Les frères Goncourt qui l’ont aussi fréquentée étaient familiers des rencontres de peintres. Ils font dans Manette Salomon une description de la vie quotidienne à Barbizon qui peut être rapprochée de l’atmosphère de la ferme Saint-Siméon : « On jetait ses chapeaux, on démêlait, au petit bonheur, les grandes serviettes jaunes de toile de ménage, on attachait avec des ficelles les chiens aux pieds des chaises ; et un formidable bruit de cuillères sonnait dans les assiettes creuses. Le grand pain posé sur le dessus du piano passait, et chacun s’y coupait un michon. Le petit vin moussait dans les verres, les fourchettes piquaient les plats, les assiettes couraient à la ronde, les couteaux frappant sur la table demandaient des suppléments […]. Des rires tombaient dans les plats. Une grosse joie de jeunesse, une joie de réfectoire de grands enfants, partait de tous ces appétits d’hommes avivés par l’air creusant de toute une journée en forêt2. » Il y avait des tables dehors, les pêcheurs y venaient boire le cidre. La ferme Saint-Siméon aurait pu rester ce que la mémoire littéraire en fit, un lieu de rencontre sympathique et pittoresque où se croisaient peintres, écrivains, musiciens, mais les frénétiques échanges dont elle fut le théâtre en firent beaucoup plus que cela.

La liberté qui y régnait mêlait des artistes de valeurs et d’inspirations très différentes. Chacun s’emparait de fragments de nature : les pommiers et les gens tranquillement assis pour les uns, la vue plongeante pour d’autres, les ciels pour Boudin. Ils sondaient le motif jusqu’à percer son mystère et sa magie, brassaient la couleur et la matière dans l’indifférence à l’égard des codes de bonne conduite, s’éloignant vers les plages et les prés environnants puis revenant le soir pour confronter leurs impressions, loin de toutes les aspirations vaniteuses du Salon.

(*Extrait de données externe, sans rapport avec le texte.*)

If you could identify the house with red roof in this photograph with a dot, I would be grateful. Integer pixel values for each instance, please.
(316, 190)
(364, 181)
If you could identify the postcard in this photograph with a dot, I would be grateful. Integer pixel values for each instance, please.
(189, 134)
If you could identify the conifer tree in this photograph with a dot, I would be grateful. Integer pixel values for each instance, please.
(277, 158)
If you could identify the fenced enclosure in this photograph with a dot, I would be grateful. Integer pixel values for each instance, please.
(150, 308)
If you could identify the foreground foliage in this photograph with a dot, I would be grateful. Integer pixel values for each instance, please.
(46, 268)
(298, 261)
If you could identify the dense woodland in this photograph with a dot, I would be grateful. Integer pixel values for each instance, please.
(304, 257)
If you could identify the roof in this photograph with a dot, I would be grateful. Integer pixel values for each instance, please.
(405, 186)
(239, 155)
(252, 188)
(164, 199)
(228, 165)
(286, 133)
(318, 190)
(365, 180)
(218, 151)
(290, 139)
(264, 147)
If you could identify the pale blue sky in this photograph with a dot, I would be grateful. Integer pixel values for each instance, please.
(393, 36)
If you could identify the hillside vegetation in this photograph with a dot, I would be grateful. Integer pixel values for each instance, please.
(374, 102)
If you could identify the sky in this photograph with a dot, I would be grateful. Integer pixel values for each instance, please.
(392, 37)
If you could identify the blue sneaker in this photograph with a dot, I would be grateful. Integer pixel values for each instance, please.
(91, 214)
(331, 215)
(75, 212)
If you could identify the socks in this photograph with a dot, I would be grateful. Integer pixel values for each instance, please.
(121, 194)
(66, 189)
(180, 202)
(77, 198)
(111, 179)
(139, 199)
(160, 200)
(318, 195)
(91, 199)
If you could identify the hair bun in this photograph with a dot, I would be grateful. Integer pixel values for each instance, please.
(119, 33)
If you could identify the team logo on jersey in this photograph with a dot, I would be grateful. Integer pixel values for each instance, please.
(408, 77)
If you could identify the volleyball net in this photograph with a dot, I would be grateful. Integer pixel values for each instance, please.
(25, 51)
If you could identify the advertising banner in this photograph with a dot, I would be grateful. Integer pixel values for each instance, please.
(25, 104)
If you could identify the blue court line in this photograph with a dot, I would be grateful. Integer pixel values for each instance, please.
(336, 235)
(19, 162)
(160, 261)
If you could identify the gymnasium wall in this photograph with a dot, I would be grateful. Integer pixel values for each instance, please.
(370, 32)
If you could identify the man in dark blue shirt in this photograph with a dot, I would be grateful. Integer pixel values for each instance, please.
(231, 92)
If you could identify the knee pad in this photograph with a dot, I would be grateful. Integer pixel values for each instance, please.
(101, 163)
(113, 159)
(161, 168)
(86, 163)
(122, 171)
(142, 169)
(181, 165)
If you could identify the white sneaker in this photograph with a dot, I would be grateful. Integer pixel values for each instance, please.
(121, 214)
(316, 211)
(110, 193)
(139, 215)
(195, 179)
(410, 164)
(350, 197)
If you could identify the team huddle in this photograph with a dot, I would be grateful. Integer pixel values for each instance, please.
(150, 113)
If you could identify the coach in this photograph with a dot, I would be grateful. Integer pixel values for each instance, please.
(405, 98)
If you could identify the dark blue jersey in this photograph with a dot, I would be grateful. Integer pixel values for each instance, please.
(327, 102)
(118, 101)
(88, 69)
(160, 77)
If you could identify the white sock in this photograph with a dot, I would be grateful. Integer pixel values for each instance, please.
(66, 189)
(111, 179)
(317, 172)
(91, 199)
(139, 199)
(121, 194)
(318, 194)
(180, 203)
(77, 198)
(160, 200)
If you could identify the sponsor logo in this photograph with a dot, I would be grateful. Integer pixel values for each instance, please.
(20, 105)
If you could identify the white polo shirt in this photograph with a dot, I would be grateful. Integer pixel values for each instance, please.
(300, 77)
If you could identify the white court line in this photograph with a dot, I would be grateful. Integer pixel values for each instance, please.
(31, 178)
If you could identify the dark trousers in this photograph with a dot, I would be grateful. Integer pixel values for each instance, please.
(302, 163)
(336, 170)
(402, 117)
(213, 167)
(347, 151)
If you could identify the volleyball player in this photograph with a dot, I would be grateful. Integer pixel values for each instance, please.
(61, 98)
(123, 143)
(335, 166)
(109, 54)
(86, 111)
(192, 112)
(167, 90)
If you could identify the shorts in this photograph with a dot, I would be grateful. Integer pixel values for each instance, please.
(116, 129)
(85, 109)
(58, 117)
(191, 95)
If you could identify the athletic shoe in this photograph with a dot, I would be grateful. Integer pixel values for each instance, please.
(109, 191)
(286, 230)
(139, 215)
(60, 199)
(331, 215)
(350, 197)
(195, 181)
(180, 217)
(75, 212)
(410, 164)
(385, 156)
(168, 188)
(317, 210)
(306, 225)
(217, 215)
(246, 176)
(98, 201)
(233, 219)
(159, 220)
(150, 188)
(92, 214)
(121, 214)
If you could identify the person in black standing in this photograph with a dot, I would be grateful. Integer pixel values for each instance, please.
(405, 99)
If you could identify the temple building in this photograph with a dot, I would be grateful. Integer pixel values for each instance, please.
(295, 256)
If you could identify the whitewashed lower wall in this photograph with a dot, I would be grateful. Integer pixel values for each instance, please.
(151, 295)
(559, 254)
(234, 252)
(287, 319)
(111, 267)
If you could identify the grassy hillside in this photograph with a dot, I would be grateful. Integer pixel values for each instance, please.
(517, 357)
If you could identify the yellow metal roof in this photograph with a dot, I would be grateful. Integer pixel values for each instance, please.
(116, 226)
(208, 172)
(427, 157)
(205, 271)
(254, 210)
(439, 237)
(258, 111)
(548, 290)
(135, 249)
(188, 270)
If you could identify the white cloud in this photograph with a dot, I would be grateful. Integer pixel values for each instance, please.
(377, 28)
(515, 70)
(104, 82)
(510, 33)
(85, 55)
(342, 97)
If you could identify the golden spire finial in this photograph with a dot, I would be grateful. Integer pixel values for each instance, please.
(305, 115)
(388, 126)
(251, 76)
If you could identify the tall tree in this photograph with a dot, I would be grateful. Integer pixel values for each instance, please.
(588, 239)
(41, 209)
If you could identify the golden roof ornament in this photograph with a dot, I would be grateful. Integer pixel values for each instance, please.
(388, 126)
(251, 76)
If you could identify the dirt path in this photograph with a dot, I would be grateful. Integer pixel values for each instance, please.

Boudin fréquenta l’auberge dès 1854 ; on l’y retrouve en 1859 en compagnie de Courbet qui l’initie à l’audace et à la rudesse des tonalités. Cette même année, on les retrouve tous deux aux côtés de Baudelaire qui partage leur amour des ciels et des nuages et fait l’éloge autant que la promotion des études et pastels de Boudin dans son « Salon de 1859 », en soulignant dans ses « beautés météorologiques » le meilleur de l’esprit de Saint-Siméon, la grandeur fondue dans l’humilité de la plus parfaite description : « ces fournaises béantes, ces firmaments de satin noir ou violet, fripé, roulé ou déchiré, ces horizons en deuil ou ruisselants de métal fondu3 […] ». Parce qu’il était originaire d’Honfleur, Boudin est le mieux à même de transmettre à ses amis Jongkind et Monet cet esprit de fusion entre l’atmosphère et le motif, respectueux des harmonies en demi-teintes, des apparences nacrées, mais conforté par la fougue du geste suggérée par Courbet. En ces temps de la ferme Saint-Siméon, fort de ce métier jubilatoire et sincère, Boudin ne craint pas d’affronter les redoutables petites scènes de mœurs, « le monsieur en paletot et la dame en waterproof4 » qu’il accommode avec toute la violence que cela mérite.

Dans ce paysage naturaliste qui fut un creuset pour le versant physique de l’impressionnisme, la représentation des éléments, l’esprit de la ferme Saint-Siméon joua un rôle capital puisqu’il favorisa le mélange d’une nature sublime mais bien souvent rude, triste, violente, avec ses habitants permanents ou provisoires, saisis dans la cruelle vérité de leur labeur ou de leur oisiveté. En 1870, avec la vente de la ferme, la légende de Saint-Siméon commence. La peinture qu’elle aura donnée est toujours comme un autoportrait de l’artiste, mais elle n’est plus le miroir lisse et silencieux de l’âme, elle est aux prises avec la vie.

1. Bergeret, 1994, p. 8.

2. Jules et Edmond de Goncourt, Manette Salomon, cité dans Laurent Manœuvre, Boudin et la Normandie, Paris, Herscher, 1991, p. 72.

3. Baudelaire, « Salon de 1859 », 1987, p. 666.

4. Lettre de Boudin, 1868, Bibliothèque Jacques-Doucet, Paris.